I had to shake a ton of snow out of my hair and suit. It was grey, just like the... well damn. I didn't remember taking Cross Punisher out of the closet this morning. Okay, Wolfwood, I told myself, remember that woman with the eye patch who disappeared without a trace? "That has to be it."
"What has to be it?" Vash asked me. Damn, hadn't realized I had said that out loud. Yeah, real smooth move there, Nick. "Let's face it, Wolfwood... you've gone senile." He smirked. For some reason Vash was really good at being a smartass.
"Senile? Senile? Who's the senile one, you century old excuse for a Plant? Obviously once you get past the hundred year mark the memory is first to go."
"Obviously you're the one if you're slipping up on insults like that!"
"Bastard!"
"Cigarette breath!"
"Is that supposed to hurt? Girl faced!"
"Hawk nose!"
"Brat!"
"Hunchback!"
"Lush!"
Vash blinked, "That was a low blow, Wolfwood. A real low blow."
I snorted and lit up a cigarette, "Want me to go lower, Tongari? I can if you wa-"

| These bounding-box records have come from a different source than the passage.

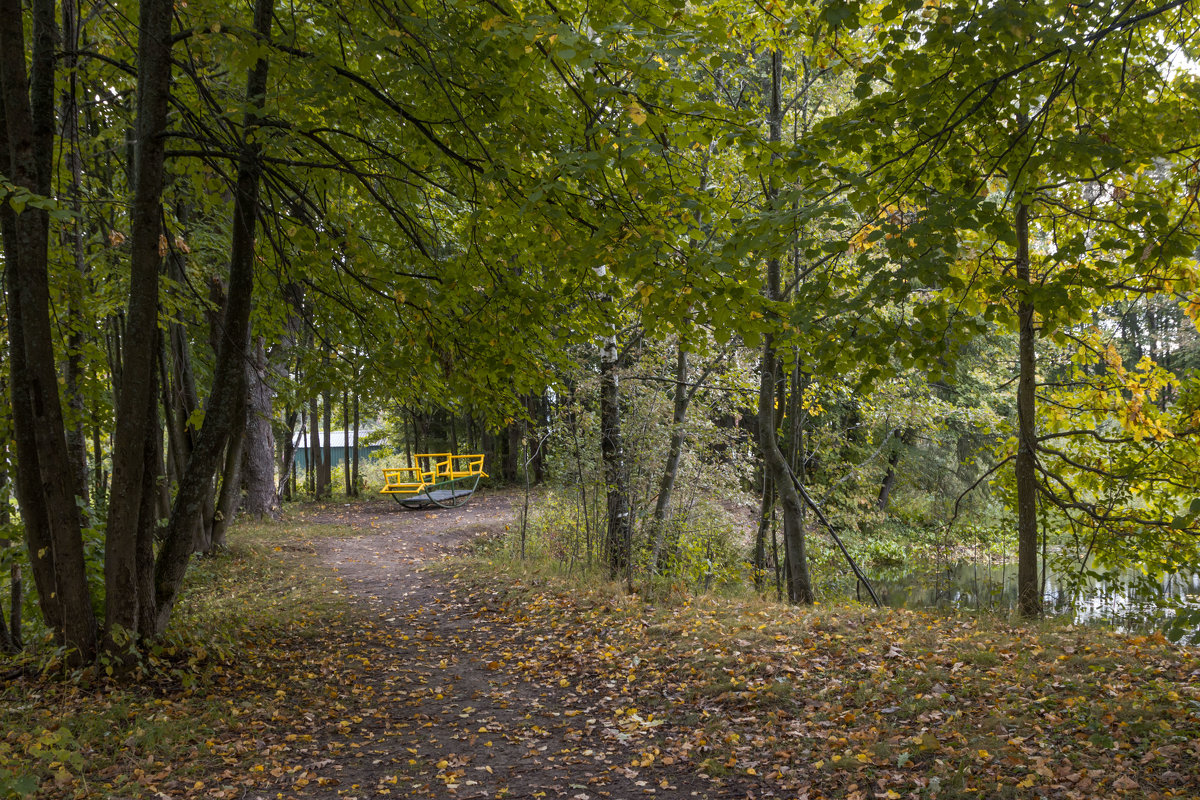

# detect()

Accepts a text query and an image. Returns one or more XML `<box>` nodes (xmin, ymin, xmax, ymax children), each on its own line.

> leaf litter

<box><xmin>0</xmin><ymin>495</ymin><xmax>1200</xmax><ymax>800</ymax></box>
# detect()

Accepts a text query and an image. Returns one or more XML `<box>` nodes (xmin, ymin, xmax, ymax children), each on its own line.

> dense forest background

<box><xmin>0</xmin><ymin>0</ymin><xmax>1200</xmax><ymax>661</ymax></box>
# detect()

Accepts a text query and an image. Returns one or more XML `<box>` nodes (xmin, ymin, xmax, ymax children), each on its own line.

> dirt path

<box><xmin>283</xmin><ymin>493</ymin><xmax>720</xmax><ymax>800</ymax></box>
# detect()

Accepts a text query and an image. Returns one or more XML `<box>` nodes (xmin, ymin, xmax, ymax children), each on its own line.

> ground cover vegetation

<box><xmin>0</xmin><ymin>0</ymin><xmax>1200</xmax><ymax>786</ymax></box>
<box><xmin>0</xmin><ymin>510</ymin><xmax>1200</xmax><ymax>799</ymax></box>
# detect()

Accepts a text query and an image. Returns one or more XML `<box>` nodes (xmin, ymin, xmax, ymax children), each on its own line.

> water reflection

<box><xmin>864</xmin><ymin>561</ymin><xmax>1200</xmax><ymax>645</ymax></box>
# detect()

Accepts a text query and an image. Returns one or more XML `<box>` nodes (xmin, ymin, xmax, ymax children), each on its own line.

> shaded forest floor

<box><xmin>0</xmin><ymin>494</ymin><xmax>1200</xmax><ymax>800</ymax></box>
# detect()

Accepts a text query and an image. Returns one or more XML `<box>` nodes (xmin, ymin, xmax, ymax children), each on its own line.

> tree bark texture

"No," he said, shaking his head and waving his arms at the time, "Oh, heavens, no. No way. That lush comment... I don't want to see what's lower." Vash tilted his hand and patted something under his jacket next to his hip, "Besides, I've got enough problems of my own."
"Nice gun," I said.
For someone whose supposed to be a "pacifist to end all pacifists" Vash was a bit, well let's say paranoid. He was highly trained in firearms and could lay any historical gunslinger low. Sure, I'm bragging about my friend, but don't let him hear me say it. He'll whine and cry about how I emphasis his worst feature.
Vash looked down at the gun-shaped lump and pulled it away to reveal the gunbelt he now wore. "What was I supposed to do? Turn down my brother's gift?"
"Custom handgun?" I snorted out a cloud of smoke, "In your case I would say yes."
"How did you know it was a custom?" he sputtered, pulling his jacket closed again.
I shrugged. Not like I needed to do anything more. "Lucky guess, really?" And I really was guessing. Honestly, I was.
"That's a real good guess," he rubbed his arms and sneezed, "Can we go inside before we freeze to death? It's not on my to do list."
"Maybe it's on mine."
He sniffed, "Idiot. I know it's not on yours. There's a winter storm warning out. Did you hear the Blizzard warnings?" He shivered. "Supposed to be the worst ever in a decade."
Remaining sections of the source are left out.